The solutions (X1,X2,X3) are very different from each other.
Neither are the values to the objective functions similar.

Why is this happening? Aren’t the 3 equivalent?
Following is some sample code.

A=randn(70,100)';
A=A./norm(A);
X=rand(100);
Y=X*A;
%1
cvx_begin
variable X1(100,100)
minimize sum(sum_square(Y-X1*A,2))
cvx_end
%2
cvx_begin
variable X2(100,100)
minimize sum(sum_square(Y-X2*A,1))
cvx_end
%3
cvx_begin
variable X3(100,100)
minimize norm(Y-X3*A,'fro')
cvx_end

Thanks a lot

You need to square the ‘fro’ norm, for instance by applying square_pos, to be equivalent to the others.

Other than that, when I run them, I get optimal objective values which seem to be within solver tolerance variation (which I deem to be similar enough), using either SeDuMi or SDPT3 with default tolerances. What are your optimal objective values?

The optimal values do look almost similar, 3.9880e-12, 3.2262e-11 and 5.0159e-09 for cases 1,2 and 3 (after squaring the fro term).
However, the solution X takes very different values.
For example in one realization,

 norm(X1-X2,'fro')=0.449
 norm(X1-X3,'fro')=6.01
 norm(X2-X3,'fro')=5.59

I had assumed that equivalent forms meant that the same minima would be reached in each case.
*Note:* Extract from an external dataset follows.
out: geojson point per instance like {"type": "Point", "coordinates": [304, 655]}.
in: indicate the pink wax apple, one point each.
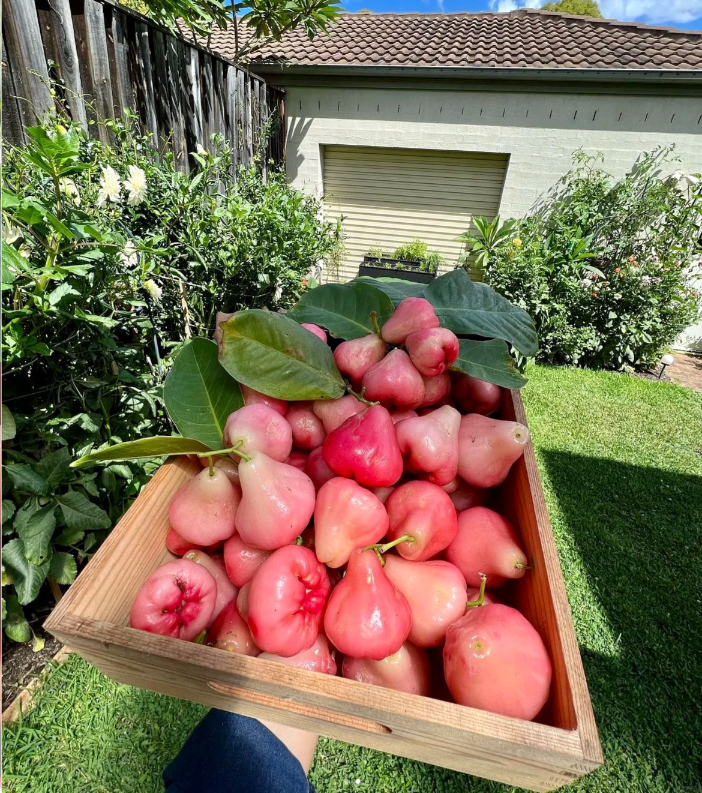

I understand that there is no unique solution here, but shouldn’t the three solutions be the same (to within a small error)?

The problems getting passed to the solver are not identical, even if they are mathematically equivalent optimization problems presuming exact arithmetic were being used. I defer to mcg to further explain. Given non-uniqueness of the optimal solution, I believe your assumption that argmins should necessarily basically be the same is false.

CVX is operating correctly.

As you say, the problems are underdetermined. The optimal value is therefore zero, and there are multiple optimal solutions. The three values returned by these formulations are all within reasonable numerical tolerances.

CVX is under no obligation to give you a specific solution when there are multiple solutions. The one it chooses will depend upon the specific formulation and the specific solver. If you favor one solution over another, that fact must be reflected in your model.

Okay, my bad. Thanks for the quick replies.